Darren and wife smiling at camera

Work was amazing – they had a wellbeing team that I contacted and from those initial chats, I seeked outside help. After a few months of really deep diving into my state of mind, a lot of unseen issues that came from that stay at hospital in 1996 with AML began to become clearer. And because they became clearer I was able to acknowledge them and work to counter them. Instead of worrying about what could happen, I strived to feel proud of what I had accomplished. My go to answer of no (regardless of the reason) became more likely a yes and I opened myself up to things that I would never dream of doing. A wonderful work colleague called it facing the fear and doing it anyway…..and it was true.

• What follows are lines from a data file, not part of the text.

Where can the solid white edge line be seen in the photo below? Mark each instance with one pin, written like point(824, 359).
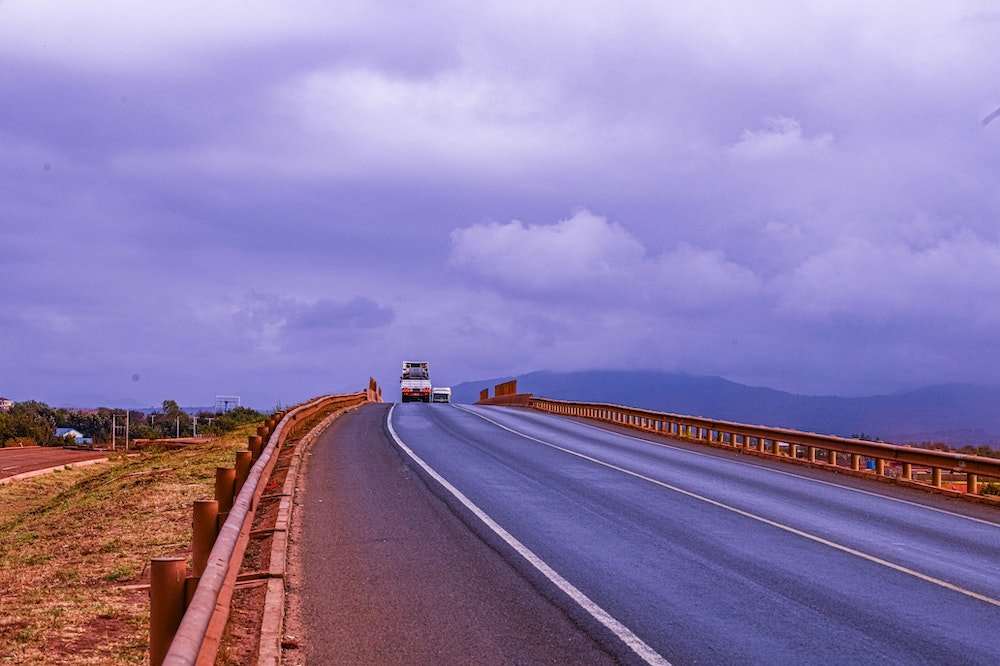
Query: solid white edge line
point(636, 644)
point(766, 469)
point(753, 516)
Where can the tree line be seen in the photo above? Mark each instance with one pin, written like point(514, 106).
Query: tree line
point(32, 422)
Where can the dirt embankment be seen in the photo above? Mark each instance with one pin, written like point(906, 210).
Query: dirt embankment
point(75, 547)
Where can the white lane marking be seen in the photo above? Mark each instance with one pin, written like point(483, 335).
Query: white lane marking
point(768, 469)
point(753, 516)
point(636, 644)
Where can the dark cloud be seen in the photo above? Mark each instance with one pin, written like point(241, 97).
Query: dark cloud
point(783, 195)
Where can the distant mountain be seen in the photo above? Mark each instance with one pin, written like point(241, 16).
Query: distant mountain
point(956, 414)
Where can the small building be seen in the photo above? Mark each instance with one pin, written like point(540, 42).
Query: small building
point(77, 436)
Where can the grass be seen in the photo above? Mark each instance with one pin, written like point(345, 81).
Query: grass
point(71, 543)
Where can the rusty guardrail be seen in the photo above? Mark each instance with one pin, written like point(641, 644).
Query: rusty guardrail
point(188, 614)
point(903, 464)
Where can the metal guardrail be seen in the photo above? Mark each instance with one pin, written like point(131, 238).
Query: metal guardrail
point(183, 633)
point(904, 464)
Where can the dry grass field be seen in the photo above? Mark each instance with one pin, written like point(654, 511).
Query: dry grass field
point(75, 547)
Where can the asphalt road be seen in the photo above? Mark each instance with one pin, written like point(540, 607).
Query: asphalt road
point(391, 575)
point(18, 460)
point(690, 556)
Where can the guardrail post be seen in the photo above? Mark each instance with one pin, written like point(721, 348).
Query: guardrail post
point(205, 527)
point(256, 445)
point(225, 483)
point(166, 604)
point(244, 459)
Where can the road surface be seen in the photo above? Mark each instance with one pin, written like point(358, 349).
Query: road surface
point(669, 554)
point(390, 575)
point(18, 460)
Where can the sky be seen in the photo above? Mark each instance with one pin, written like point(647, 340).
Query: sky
point(276, 201)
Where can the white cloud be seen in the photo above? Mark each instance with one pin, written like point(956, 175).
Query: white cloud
point(781, 136)
point(590, 258)
point(583, 249)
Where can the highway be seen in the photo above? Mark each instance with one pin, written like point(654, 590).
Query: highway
point(667, 554)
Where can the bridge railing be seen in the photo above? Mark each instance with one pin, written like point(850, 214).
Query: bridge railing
point(904, 464)
point(188, 614)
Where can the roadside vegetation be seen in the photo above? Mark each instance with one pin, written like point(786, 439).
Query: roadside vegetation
point(34, 423)
point(75, 547)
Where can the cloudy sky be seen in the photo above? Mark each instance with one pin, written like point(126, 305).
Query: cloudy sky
point(238, 198)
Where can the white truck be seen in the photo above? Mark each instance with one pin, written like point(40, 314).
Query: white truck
point(415, 382)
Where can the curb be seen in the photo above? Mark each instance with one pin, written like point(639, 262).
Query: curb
point(273, 623)
point(47, 470)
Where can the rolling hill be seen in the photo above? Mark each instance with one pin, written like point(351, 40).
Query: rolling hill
point(956, 414)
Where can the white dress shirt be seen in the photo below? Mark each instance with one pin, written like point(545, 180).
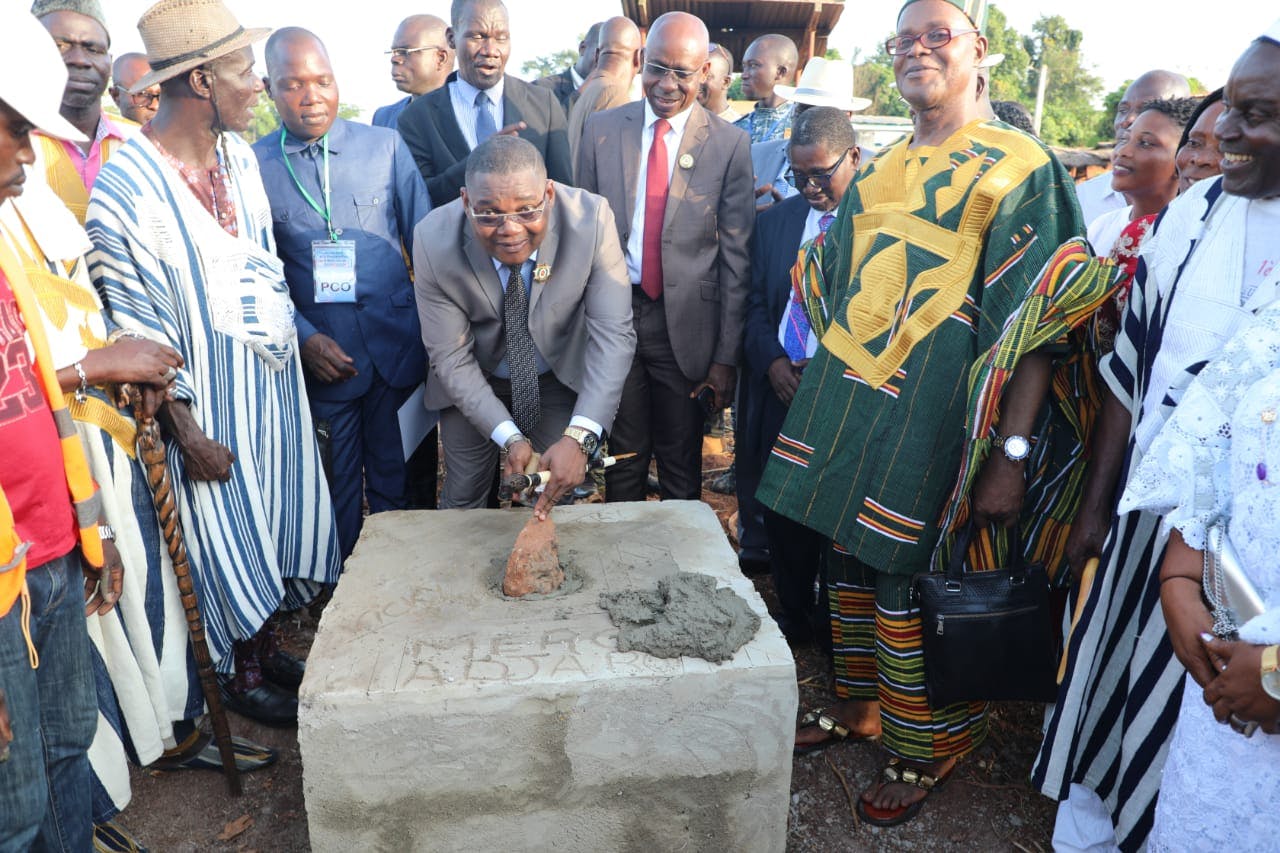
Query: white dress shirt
point(635, 242)
point(462, 95)
point(1096, 196)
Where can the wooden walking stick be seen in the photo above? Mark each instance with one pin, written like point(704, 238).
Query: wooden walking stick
point(151, 452)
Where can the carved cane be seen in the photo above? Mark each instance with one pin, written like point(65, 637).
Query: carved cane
point(151, 452)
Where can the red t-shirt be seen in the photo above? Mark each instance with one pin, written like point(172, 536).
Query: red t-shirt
point(31, 457)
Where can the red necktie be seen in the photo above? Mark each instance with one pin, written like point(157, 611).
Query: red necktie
point(654, 209)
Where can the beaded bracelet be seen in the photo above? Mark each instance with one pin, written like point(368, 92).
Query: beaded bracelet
point(82, 392)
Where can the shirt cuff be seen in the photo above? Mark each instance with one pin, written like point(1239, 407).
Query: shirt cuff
point(503, 430)
point(586, 423)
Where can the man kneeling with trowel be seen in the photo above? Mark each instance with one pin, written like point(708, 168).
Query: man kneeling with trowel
point(525, 304)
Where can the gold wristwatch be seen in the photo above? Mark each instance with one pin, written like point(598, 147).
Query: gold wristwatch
point(586, 439)
point(1271, 671)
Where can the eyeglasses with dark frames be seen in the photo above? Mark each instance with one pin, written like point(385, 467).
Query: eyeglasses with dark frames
point(681, 74)
point(91, 48)
point(402, 53)
point(932, 40)
point(821, 181)
point(496, 220)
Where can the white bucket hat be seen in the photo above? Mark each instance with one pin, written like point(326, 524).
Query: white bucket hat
point(32, 74)
point(826, 83)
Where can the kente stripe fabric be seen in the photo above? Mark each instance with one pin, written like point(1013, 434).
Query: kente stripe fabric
point(170, 272)
point(141, 648)
point(920, 237)
point(1116, 706)
point(1069, 290)
point(877, 638)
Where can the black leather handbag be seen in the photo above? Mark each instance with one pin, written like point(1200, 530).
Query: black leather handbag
point(987, 634)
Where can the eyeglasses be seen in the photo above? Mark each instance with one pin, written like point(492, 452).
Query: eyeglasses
point(821, 181)
point(145, 97)
point(654, 69)
point(402, 53)
point(496, 220)
point(91, 48)
point(932, 40)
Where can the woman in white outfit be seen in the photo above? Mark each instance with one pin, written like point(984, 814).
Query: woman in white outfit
point(1217, 460)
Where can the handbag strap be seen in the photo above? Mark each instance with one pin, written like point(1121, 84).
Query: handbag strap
point(964, 538)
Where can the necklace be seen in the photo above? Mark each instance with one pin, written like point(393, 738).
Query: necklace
point(1269, 416)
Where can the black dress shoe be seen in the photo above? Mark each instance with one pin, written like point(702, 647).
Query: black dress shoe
point(753, 561)
point(266, 703)
point(283, 670)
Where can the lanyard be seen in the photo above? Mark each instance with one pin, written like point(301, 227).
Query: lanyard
point(327, 211)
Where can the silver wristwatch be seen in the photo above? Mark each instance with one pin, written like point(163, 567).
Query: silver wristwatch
point(1015, 447)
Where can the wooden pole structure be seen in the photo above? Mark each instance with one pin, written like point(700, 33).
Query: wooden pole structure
point(151, 452)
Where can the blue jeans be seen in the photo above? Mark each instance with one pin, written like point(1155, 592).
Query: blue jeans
point(45, 783)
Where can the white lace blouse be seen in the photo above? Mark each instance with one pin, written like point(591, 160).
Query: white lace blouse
point(1219, 457)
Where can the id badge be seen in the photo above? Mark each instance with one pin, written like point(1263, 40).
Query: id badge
point(333, 267)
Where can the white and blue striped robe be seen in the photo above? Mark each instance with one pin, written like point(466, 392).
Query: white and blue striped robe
point(1116, 707)
point(167, 269)
point(141, 648)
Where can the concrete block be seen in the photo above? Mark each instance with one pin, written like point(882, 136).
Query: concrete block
point(438, 715)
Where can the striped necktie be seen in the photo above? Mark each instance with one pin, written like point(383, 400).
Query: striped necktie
point(521, 355)
point(484, 118)
point(795, 338)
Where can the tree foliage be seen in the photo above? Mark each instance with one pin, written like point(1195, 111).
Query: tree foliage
point(548, 64)
point(873, 78)
point(1008, 78)
point(1069, 114)
point(266, 119)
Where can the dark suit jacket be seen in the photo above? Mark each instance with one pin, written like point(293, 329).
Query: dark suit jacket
point(759, 411)
point(433, 135)
point(705, 229)
point(562, 87)
point(580, 316)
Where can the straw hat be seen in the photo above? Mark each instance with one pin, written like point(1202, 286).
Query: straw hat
point(826, 83)
point(1272, 33)
point(181, 35)
point(32, 74)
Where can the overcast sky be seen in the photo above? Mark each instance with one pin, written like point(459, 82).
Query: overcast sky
point(1120, 39)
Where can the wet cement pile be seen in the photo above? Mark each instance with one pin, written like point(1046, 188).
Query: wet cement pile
point(686, 615)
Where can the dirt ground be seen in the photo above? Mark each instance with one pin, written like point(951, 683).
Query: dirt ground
point(987, 804)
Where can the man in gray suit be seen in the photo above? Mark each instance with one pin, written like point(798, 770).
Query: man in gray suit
point(682, 199)
point(525, 305)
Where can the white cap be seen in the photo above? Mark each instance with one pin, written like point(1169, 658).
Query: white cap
point(32, 74)
point(826, 83)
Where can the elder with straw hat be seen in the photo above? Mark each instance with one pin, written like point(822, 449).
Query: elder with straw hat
point(183, 252)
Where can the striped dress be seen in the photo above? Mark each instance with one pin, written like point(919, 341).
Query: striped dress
point(169, 270)
point(1116, 707)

So my life now, mentally, is as good as it’s ever been. Plus I am returning the favour…..I am now a part of my works wellbeing team and even won an award at Christmas for my wellbeing work. I do strongly believe that the events that happen in your life do shape you as an individual. I had often classed having leukaemia, and the subsequent events as a nightmare start in life. But I like who I am and my life I am leading now (even with hearing difficulties) and who’s to say I would be in a better situation if I hadn’t had gone through that period at 12 years old? This update shows that being a child with cancer will always be a part of your adult life. But it can turn out to shape you as a positive and not as a negative. Be proud of who you are and the journey you have travelled, hurdles you have jumped and obstacles you have overcome.

You are you for a reason. A child who had cancer but so very much more besides.